The UFO is close enough for video communication, and the Fourth Mother appears on screens in Summer’s Chariot and Otto’s interior dashboard. The woman herself looks like she’s six and a half feet tall based on the equipment surrounding her. Her blonde hair is plaited and hangs over one shoulder. She’s wearing what Summer can only describe mentally as gothic plate-mail, a cape, and a tabard of light blue and white colors and decorated with a sun in the center - the Argentinian national flag.
“I am opening fire on American Schweinhund!” she shouts. She pounds the control panel in front of her with two hands, making small but visible dents in the equipment.
Who is she trying to be? Summer asks herself in confusion.
“Haven Station, Stellar Six ETA in two minutes twenty seconds,” comes a voice. “We’ll be engaging the Fourth Mother.”
Summer can hear Otto swallow his pride. “Roger from Newman rescue team, Stellar Six. We’re playing defensive and will hand off to you on arrival.”

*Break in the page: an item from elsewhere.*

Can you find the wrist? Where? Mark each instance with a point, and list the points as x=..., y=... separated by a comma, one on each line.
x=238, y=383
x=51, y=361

The UFO looks like it has its own drones. They’re spheres embedded in the hull that now detach and begin orbiting Haven at high speed. Summer deploys the full suite of her own drones, but she can’t compute the intercepts before the Fourth Mother gives her command to strike.
High-energy lasers shoot out from the spheres and carve a big and clearly well-planned cut into Haven. The space station has been severed into two parts, and they begin to drift apart and tumble.
More significantly, the air is rushing out of the station, and it’s carrying people with it. Some are in space suits - but not all of those have their helmets on. Like the station’s pieces, they are flung into space in ones and twos, while the Fourth Mother cackles from the controls of her UFO.